The murder came as a shock to the community and especially her mother, Rady, who had spent the last few years in various refugee camps around Southeast Asia fleeing persecution from the Khmer Rouge, who had killed Long's father in 1978. As investigators struggled to gather useful clues or identify any viable suspects, they requested that the public submit anonymous tips via the local Crime Stoppers. As this failed to generate any leads, investigators focused on examining some of the items found at the crime scene in an attempt to gather fingerprint evidence, but this provided no results.

===Sath Yem===
On September 5, the body of 67-year-old Sath Yem was found inside her apartment in North Austin, located only half a mile away from where Long had been killed months prior. On that day, Yem's son went to visit her, but after she failed to answer the door, he contacted the apartment complex's manager to help him open the door. When she failed to open it with the master key, they got one of the neighbors' children to go through an open window and open the door from the inside.
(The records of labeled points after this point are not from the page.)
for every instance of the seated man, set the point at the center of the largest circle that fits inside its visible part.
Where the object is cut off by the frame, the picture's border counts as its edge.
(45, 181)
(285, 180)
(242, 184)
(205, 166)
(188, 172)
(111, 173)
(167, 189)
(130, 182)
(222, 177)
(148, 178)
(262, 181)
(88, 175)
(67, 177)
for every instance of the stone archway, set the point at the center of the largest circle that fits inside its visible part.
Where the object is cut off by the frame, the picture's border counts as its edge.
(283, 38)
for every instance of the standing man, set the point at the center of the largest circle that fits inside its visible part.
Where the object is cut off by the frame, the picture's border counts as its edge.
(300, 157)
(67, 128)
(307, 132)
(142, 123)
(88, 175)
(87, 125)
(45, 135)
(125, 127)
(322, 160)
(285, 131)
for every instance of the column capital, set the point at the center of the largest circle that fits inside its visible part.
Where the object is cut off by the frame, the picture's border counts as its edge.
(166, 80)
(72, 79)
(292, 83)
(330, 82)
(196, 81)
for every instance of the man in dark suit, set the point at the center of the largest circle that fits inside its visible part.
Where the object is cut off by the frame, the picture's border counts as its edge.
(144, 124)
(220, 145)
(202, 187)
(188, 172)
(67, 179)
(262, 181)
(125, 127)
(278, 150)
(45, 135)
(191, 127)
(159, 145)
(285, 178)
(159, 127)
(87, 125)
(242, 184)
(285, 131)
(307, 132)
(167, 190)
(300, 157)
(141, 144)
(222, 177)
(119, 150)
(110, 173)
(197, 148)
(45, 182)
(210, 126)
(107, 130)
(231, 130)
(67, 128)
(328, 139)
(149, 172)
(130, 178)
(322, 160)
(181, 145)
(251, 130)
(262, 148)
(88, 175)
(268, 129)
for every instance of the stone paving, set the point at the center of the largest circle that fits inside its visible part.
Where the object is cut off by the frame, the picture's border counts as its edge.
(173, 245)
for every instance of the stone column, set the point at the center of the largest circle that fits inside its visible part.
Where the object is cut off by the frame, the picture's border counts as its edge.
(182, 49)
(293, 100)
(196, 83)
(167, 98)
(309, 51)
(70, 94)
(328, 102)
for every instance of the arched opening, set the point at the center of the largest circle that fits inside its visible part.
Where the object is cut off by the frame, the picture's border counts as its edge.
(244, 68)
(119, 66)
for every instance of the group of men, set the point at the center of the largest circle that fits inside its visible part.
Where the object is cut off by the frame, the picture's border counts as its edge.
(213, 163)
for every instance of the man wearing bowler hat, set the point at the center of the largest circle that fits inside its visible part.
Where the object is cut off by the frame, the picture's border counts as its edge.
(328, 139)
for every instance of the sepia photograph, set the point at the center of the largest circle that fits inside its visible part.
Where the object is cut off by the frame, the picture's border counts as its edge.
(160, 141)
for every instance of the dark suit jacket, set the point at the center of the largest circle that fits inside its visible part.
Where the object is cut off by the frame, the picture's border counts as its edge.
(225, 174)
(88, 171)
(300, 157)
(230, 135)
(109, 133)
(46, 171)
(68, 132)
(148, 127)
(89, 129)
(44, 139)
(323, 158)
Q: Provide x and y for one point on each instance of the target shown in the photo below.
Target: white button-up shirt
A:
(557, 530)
To their shock, Yem's body was found inside, with both of her grandchildren seemingly unharmed. An autopsy determined that she had been sexually assaulted and strangled, with authorities assuming that this was done by a home invader since some items and money had been stolen from the apartment.
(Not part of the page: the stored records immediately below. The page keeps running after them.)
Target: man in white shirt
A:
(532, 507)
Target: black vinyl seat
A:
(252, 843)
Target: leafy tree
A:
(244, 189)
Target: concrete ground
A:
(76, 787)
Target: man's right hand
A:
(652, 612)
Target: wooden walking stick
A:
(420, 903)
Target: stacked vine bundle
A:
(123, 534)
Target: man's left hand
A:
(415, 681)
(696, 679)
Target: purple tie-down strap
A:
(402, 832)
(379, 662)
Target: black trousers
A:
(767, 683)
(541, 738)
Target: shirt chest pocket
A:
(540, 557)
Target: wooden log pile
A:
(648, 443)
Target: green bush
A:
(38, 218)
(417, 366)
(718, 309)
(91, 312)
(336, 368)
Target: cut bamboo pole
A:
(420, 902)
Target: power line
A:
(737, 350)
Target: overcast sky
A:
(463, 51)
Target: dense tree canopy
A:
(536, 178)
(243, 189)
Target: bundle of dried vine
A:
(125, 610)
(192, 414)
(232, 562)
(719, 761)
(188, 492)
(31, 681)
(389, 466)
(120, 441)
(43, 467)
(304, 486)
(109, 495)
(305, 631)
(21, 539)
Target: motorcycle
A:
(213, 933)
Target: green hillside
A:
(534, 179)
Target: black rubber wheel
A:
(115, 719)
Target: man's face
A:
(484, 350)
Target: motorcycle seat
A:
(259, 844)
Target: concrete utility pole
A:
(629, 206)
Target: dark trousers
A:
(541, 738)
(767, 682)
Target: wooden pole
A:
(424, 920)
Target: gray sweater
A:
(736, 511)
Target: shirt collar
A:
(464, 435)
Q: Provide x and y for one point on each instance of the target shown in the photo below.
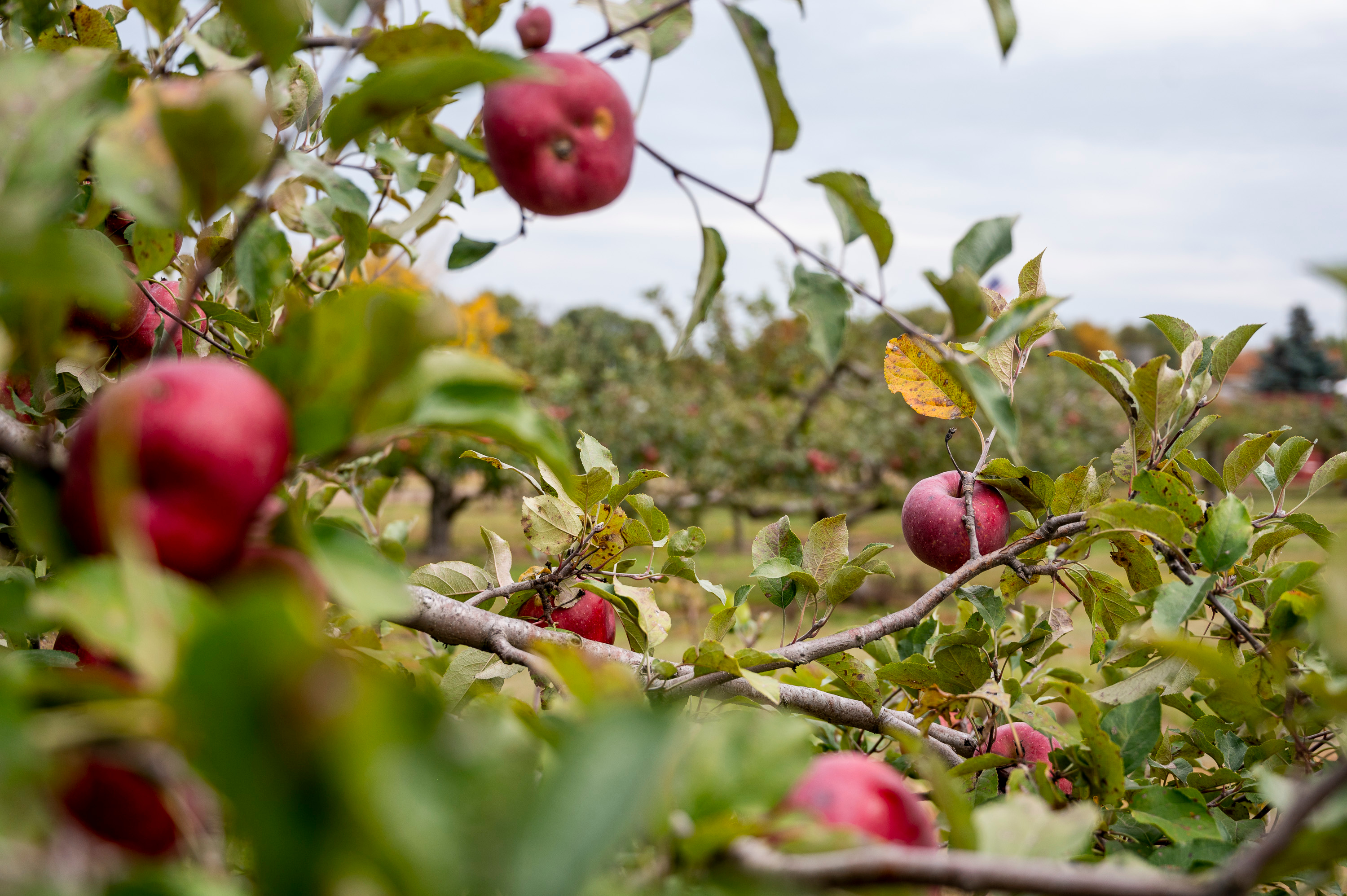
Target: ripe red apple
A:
(534, 27)
(213, 442)
(561, 142)
(1021, 742)
(122, 808)
(23, 387)
(933, 522)
(849, 790)
(590, 618)
(141, 344)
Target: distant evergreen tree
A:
(1296, 363)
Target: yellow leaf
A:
(927, 388)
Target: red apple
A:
(141, 344)
(23, 387)
(590, 618)
(849, 790)
(534, 27)
(933, 522)
(213, 442)
(561, 142)
(123, 808)
(1021, 742)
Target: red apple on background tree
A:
(534, 27)
(212, 439)
(123, 808)
(1024, 743)
(561, 142)
(590, 618)
(849, 790)
(933, 521)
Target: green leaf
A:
(453, 579)
(825, 301)
(468, 252)
(988, 603)
(826, 548)
(1179, 812)
(1202, 468)
(709, 281)
(344, 193)
(153, 248)
(1225, 540)
(409, 85)
(1168, 491)
(857, 678)
(162, 15)
(1229, 348)
(1139, 562)
(1020, 314)
(1105, 774)
(1175, 604)
(964, 297)
(1003, 15)
(357, 576)
(1106, 378)
(273, 26)
(1331, 471)
(1141, 518)
(687, 542)
(985, 244)
(854, 192)
(784, 126)
(915, 672)
(1246, 456)
(1178, 332)
(1136, 729)
(263, 267)
(984, 387)
(213, 130)
(636, 479)
(1191, 434)
(654, 518)
(426, 38)
(961, 669)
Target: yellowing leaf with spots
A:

Later that day, one of the children present in the apartment told family members that the intruder was none other than Seoung, who had repeatedly burglarized their home and bragged about it to one of Yem's sons. When the son scolded him for his behavior, Seoung responded by slashing one of his car's tires. After his arrest, it was determined that he had brandished a handgun and a ski mask during the burglaries, and later led the police to where he had stashed jewelry stolen from Yem's purse, which amounted to $3,000. Another $5,000 stolen from the apartment were never recovered, but police believed that Seoung had bought a motorcycle with the money, which was impounded after his arrest.

===Trial, release, and relapse===
Due to the severity of his crime, prosecutors pushed for Seoung to be tried as an adult - under Texas law, this meant that he faced a possible life sentence. To the dismay of family members and the prosecutors, however, Justice Joe Hart ruled that he should be tried as a juvenile, which meant that the maximum possible sentence would be two years in a correctional institution. Subsequently, he was convicted on all counts and given that exact sentence.

==Relapse and aftermath==
After serving out his sentence, Seoung was released from prison. A large portion of his life in the following years remains a mystery, but in 1998, he was convicted of a double murder in the state of California, where he was sentenced to life imprisonment without parole. As a convicted felon, he was ordered to give a DNA sample to law enforcement, in case he could be linked to any additional crimes.

Approximately three years after this conviction, a retired schoolteacher who used to teach in one of Seoung's classes saw an episode of CrimeStoppers covering the still-unsolved murder of Volith Long. Upon seeing it, he submitted a tip to them, suggesting that Seoung might have been responsible. After further inspection, his DNA was matched with evidence left at the crime scene, positively tying him to the crime. An arrest warrant was issued for him and extradition proceedings were commenced not long after. In late June 2001, he was extradited to stand trial in Texas, with his bail set at $500,000.

At his murder trial, which took place in February 2002, Seoung pleaded guilty to the crime. As a result, he was sentenced to life imprisonment with the possibility of parole after 20 years. According to his lawyer, if he had not accepted the plea bargain, Seoung would have likely been given another life term without parole, effectively confining him behind bars for the rest of his life. Since then, no further information has been published on his status, where he is incarcerated, or whether he is still alive.